Recognition of Anomalously Deformed Kana Sequences in Japanese Historical Documents

Nam Tuan LY  Kha Cong NGUYEN  Cuong Tuan NGUYEN  Masaki NAKAGAWA  

IEICE TRANSACTIONS on Information and Systems   Vol.E102-D   No.8   pp.1554-1564
Publication Date: 2019/08/01
Online ISSN: 1745-1361
DOI: 10.1587/transinf.2018EDP7361
Type of Manuscript: PAPER
Category: Image Recognition, Computer Vision
historical documents,  deformed kana recognition,  handwriting recognition,  deep neural networks,  

Full Text: PDF(2.7MB)>>
Buy this Article

This paper presents recognition of anomalously deformed Kana sequences in Japanese historical documents, for which a contest was held by IEICE PRMU 2017. The contest was divided into three levels in accordance with the number of characters to be recognized: level 1: single characters, level 2: sequences of three vertically written Kana characters, and level 3: unrestricted sets of characters composed of three or more characters possibly in multiple lines.
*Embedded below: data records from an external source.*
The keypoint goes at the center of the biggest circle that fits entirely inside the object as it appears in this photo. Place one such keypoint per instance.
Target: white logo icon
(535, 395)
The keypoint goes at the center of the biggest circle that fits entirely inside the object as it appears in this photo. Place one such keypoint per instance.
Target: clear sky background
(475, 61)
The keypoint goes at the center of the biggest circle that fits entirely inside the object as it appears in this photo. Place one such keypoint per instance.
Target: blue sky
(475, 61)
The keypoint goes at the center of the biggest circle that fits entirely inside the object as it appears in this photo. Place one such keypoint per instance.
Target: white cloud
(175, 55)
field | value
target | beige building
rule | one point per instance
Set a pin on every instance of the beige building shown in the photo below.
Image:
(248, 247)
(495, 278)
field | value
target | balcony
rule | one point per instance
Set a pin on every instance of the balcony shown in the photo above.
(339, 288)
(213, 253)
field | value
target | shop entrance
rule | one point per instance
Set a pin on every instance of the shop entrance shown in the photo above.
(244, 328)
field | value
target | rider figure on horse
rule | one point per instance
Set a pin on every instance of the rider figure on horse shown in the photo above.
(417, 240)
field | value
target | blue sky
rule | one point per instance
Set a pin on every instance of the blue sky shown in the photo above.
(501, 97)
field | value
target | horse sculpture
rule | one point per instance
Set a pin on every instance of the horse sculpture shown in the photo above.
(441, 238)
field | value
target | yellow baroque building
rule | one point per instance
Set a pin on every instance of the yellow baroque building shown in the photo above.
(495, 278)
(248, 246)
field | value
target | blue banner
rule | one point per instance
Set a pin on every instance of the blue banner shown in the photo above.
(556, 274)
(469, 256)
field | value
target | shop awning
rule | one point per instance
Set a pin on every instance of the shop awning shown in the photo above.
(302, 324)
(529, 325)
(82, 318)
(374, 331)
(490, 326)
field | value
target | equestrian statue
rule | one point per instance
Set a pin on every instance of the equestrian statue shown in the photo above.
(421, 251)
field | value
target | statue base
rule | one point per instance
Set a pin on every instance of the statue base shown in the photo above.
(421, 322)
This paper focuses on the methods for levels 2 and 3 that won the contest. We basically follow the segmentation-free approach and employ the hierarchy of a Convolutional Neural Network (CNN) for feature extraction, Bidirectional Long Short-Term Memory (BLSTM) for frame prediction, and Connectionist Temporal Classification (CTC) for text recognition, which is named a Deep Convolutional Recurrent Network (DCRN). We compare the pretrained CNN approach and the end-to-end approach with more detailed variations for level 2. Then, we propose a method of vertical text line segmentation and multiple line concatenation before applying DCRN for level 3. We also examine a two-dimensional BLSTM (2DBLSTM) based method for level 3. We present the evaluation of the best methods by cross validation. We achieved an accuracy of 89.10% for the three-Kana-character sequence recognition and an accuracy of 87.70% for the unrestricted Kana recognition without employing linguistic context. These results prove the performances of the proposed models on the level 2 and 3 tasks.